10. Mücadele yılına giren, Danimarka işçi sınıfının siyasi örgütü, DANİMARKA KOMÜNİST PARTİSİ/ MARKSİST LENİNİST adına Joan Pedersan’la Parti, uluslararası hareket, Danimarka işçi sınıfının günümüzdeki durumu ve Parti’nin görevleri ile yerli revizyonizm hakkında görüştük.

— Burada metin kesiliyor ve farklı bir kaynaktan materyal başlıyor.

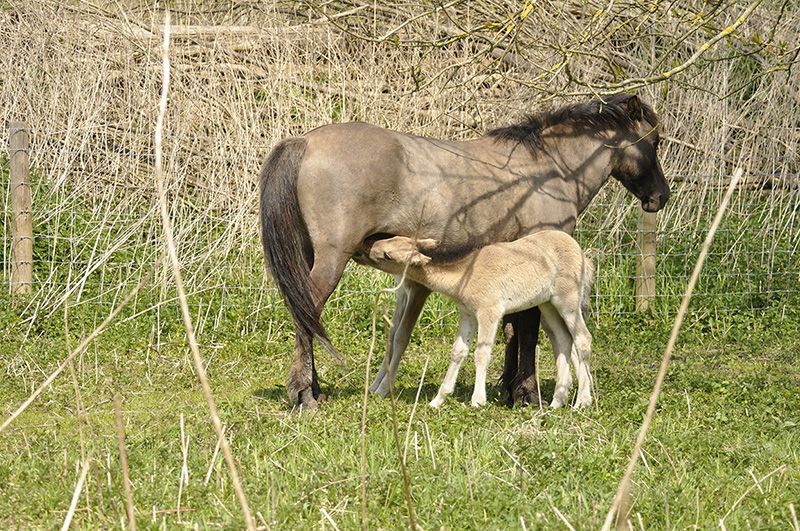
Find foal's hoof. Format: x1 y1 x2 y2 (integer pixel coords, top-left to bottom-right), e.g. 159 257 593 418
508 380 542 407
289 387 324 411
428 395 444 408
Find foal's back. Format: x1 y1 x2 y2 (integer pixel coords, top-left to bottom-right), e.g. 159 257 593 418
450 231 584 312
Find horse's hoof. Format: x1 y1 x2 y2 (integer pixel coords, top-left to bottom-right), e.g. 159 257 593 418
471 396 486 407
374 384 389 398
572 397 592 409
550 397 566 409
297 387 324 411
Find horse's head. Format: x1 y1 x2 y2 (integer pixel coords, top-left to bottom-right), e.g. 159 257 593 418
611 94 669 212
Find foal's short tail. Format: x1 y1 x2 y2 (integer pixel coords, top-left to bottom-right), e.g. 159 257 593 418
260 138 341 359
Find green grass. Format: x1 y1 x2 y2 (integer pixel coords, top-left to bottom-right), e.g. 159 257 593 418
0 164 800 529
0 275 800 529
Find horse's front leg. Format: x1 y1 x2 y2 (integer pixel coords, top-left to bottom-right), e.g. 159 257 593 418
511 308 542 406
372 279 431 397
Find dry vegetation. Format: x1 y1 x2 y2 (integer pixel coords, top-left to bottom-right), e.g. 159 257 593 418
0 1 800 308
0 0 800 527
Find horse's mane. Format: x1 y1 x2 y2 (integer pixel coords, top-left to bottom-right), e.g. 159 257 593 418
487 94 658 152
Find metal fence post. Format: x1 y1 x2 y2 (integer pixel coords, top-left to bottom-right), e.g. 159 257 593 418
8 122 33 294
636 206 656 312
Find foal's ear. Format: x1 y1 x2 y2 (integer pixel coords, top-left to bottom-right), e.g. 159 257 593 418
620 94 644 122
417 238 439 251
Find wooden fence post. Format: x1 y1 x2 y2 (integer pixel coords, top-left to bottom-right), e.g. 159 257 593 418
8 122 33 294
636 206 656 312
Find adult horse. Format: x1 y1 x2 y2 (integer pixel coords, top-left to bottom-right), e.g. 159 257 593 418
261 94 669 408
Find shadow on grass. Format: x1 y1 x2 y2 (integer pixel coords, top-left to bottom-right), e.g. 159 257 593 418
253 379 555 407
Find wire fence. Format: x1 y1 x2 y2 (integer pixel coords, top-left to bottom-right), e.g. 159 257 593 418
0 171 800 336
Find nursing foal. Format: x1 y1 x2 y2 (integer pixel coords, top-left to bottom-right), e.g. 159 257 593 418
365 230 594 408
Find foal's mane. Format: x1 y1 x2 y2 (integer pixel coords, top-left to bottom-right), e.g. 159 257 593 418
486 94 658 152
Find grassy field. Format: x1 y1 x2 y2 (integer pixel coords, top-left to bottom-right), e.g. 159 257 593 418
0 0 800 531
0 252 800 529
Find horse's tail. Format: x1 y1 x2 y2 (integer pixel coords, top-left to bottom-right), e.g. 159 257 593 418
260 138 341 358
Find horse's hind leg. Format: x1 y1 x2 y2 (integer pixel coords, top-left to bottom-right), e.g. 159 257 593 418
373 279 431 396
286 252 350 409
501 308 541 407
369 282 408 393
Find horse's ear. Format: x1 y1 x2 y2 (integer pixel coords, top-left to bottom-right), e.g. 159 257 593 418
417 238 439 251
620 94 644 122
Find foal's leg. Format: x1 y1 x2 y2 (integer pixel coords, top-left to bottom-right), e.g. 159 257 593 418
500 313 519 407
286 252 350 409
558 304 592 408
472 310 503 407
372 279 431 397
501 307 541 407
430 310 475 407
540 303 572 408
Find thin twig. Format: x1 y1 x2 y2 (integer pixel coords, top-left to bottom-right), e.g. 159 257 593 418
360 303 378 530
61 459 91 531
155 11 256 530
386 310 417 531
602 168 743 531
0 271 152 433
114 393 136 531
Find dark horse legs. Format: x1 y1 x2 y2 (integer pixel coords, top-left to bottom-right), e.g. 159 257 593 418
501 308 542 407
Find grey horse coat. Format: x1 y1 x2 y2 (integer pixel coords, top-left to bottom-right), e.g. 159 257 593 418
260 95 669 407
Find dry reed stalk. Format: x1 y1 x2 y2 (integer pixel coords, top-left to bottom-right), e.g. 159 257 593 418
154 11 256 530
359 301 378 530
602 168 743 531
0 0 800 328
403 354 431 462
61 459 91 531
386 352 417 531
114 393 136 531
0 268 149 433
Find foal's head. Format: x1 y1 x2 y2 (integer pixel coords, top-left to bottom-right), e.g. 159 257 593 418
369 236 439 269
605 94 669 212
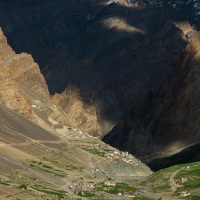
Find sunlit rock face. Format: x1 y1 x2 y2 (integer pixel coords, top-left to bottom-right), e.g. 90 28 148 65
104 32 200 164
0 29 49 119
0 0 186 136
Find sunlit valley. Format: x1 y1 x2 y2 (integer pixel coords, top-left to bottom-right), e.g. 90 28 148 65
0 0 200 200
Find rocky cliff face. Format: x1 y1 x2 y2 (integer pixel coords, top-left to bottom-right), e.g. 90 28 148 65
105 33 200 167
0 30 75 134
0 27 49 119
0 0 187 136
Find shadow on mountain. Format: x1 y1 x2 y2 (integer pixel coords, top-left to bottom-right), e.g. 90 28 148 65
0 0 195 162
147 143 200 171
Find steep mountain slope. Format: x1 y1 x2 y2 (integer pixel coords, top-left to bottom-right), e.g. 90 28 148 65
144 0 200 30
0 27 152 200
105 33 200 169
0 0 187 136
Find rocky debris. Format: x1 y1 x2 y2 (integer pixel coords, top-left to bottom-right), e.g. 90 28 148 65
105 33 200 165
0 27 75 131
0 0 186 137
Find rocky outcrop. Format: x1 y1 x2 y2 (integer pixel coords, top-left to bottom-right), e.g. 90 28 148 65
105 33 200 164
0 30 49 119
0 27 75 131
0 0 187 137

Kuruluşundan bu yana, genç bir parti olmasına rağmen, kısa sürede engin bir teorik birikim ve demokratik kitle örgütlerinde etkin bir güce sahip olan DKP/ML bu başarısını bilimsel sosyalizmin ustalarının öğretileri doğrultusunda kararlı adımlarla ilerlemesine borçlu. Bugün Danimarka işçi sınıfı ve enternasyonalist yabancı işçiler, DKP/ML genel sekreteri Klaus Ris ve Parti Merkez Komitesi’nin önderliğinde sınıf çıkarları için savaşımlarını sürdürüyorlar. Beş milyonluk Danimarka nüfusu AET’nin ve Ortak Pazar’ın ağababaları İngiltere, Fransa ve Almanya ile USA’nın mali bombardımanı altında yüklü dış borç açığı ve muhafazakâr hükümetin kısıtlama politikalarıyla kapitalizmin kefareti ödetilmeye çalışılan ülkelerden biri durumunda. Ancak başta genç işçiler olmak üzere işçi sınıfı ve şehir küçük burjuvazisi, işsizler tekellerin azgın saldırısı karşısında direnmekte ısrarlı gözüküyor. Başta başkent Kopenhag’ın işçileri olmak üzere birçok büyük kentin sanayi bölgelerinde aralıksız olarak yerel görev ve protesto eylemleri sürüyor. 1985 yılında gerçekleşen ülke çapındaki genel grevin ardından bağıtlanan toplu sözleşmelerle elde edilen güdük ekonomik haklar ve iş saatlerinin aşamalı olarak 1990 yılına kadar çeşitli iş kollarında değişerek 38 ile 36 saate düşürülmesi hakkı, muhafazakâr hükümetin zamları ve işverenlerin fabrikalarının kapısına kilit vurarak sermayelerini ucuz iş gücü bulunan İspanya, Portekiz, Türkiye ve Ortadoğu ülkelerine kaydırmalarıyla yeniden geri alınıyor.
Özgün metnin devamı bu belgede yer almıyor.